L’œuvre raconte l’histoire d’une série de meurtres impliquant des étudiants résidant au campus universitaire de Barikadimy à Toamasina. Une malédiction provoquée par le suicide de Kévin, un étudiant timide qui a impulsivement mis fin à ses jours après qu’il a découvert que Laura, la belle jeune fille qu’il aime en secret, est conquise par un autre : Thomas. Une sorcière propose à cette dernière une opportunité de conjurer le sort : Laura devra voyager dans le passé et empêcher Kévin de voir la scène où elle est avec Thomas dans un appartement de R+3, le bâtiment de trois étages du haut duquel Kévin, rongé de chagrin, s’est jeté dans le vide.

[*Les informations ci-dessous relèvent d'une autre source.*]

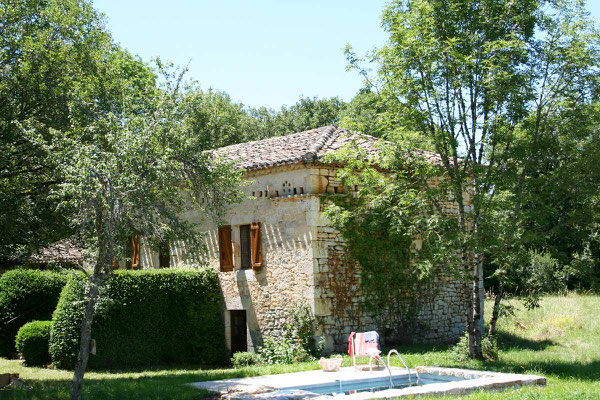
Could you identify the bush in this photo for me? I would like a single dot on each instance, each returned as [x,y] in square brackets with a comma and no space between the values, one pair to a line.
[32,342]
[144,318]
[285,349]
[245,358]
[489,347]
[303,328]
[26,295]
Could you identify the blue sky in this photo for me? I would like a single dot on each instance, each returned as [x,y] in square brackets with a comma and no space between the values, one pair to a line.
[261,52]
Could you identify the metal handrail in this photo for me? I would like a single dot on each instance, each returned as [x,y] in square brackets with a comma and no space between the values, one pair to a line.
[403,362]
[378,358]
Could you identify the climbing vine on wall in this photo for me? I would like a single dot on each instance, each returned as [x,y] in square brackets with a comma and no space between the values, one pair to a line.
[393,233]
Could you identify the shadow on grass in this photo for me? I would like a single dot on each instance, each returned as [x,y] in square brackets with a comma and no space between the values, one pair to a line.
[148,383]
[583,371]
[507,341]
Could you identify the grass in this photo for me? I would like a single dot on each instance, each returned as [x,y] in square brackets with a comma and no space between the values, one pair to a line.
[561,342]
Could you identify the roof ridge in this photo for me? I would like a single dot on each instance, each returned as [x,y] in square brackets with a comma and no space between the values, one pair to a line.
[313,152]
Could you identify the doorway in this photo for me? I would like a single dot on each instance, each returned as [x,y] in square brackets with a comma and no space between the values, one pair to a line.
[239,335]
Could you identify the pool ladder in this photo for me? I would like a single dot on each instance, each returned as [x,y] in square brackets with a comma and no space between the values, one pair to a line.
[378,358]
[403,362]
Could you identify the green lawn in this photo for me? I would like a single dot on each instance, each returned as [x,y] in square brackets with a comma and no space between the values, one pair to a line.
[561,342]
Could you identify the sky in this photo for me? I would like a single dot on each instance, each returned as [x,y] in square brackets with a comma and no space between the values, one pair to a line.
[262,52]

Cet incident déclencheur pose problème au film. D’abord, il semble mélodramatique que la déception amoureuse de Kévin lui pousse à un tel acte, aussi fou amoureux en secret de Laura soit-il. Mais l’erreur la plus manifeste du scénariste est d’ordre structurel. Ce qu’il y a de plus courant pour un film de 2 heures est de placer l’incident déclencheur au cours de la première demi-heure. Or, dans R+3 le suicide de Kévin survient près du milieu du long métrage. Un retard qui n’est pas sans conséquences négatives. Il en résulte une perte d’intérêt car l’exposition dure trop longtemps avec des intrigues secondaires qui n’en finissent pas. Autrement dit, l’histoire met trop de temps à démarrer. Le développement qui s’ensuit souffre quant à lui d’une profusion d’actions qui ne dissipent pas l’ennui tant elles sont saturées et parsemées d’incohérences. L’unité du genre s’en trouve également affectée. Ce n’est que dans la deuxième heure que R+3 s’affirme explicitement comme un film d’horreur avec une touche fantastique, la première heure ressemblant davantage à un teen movie.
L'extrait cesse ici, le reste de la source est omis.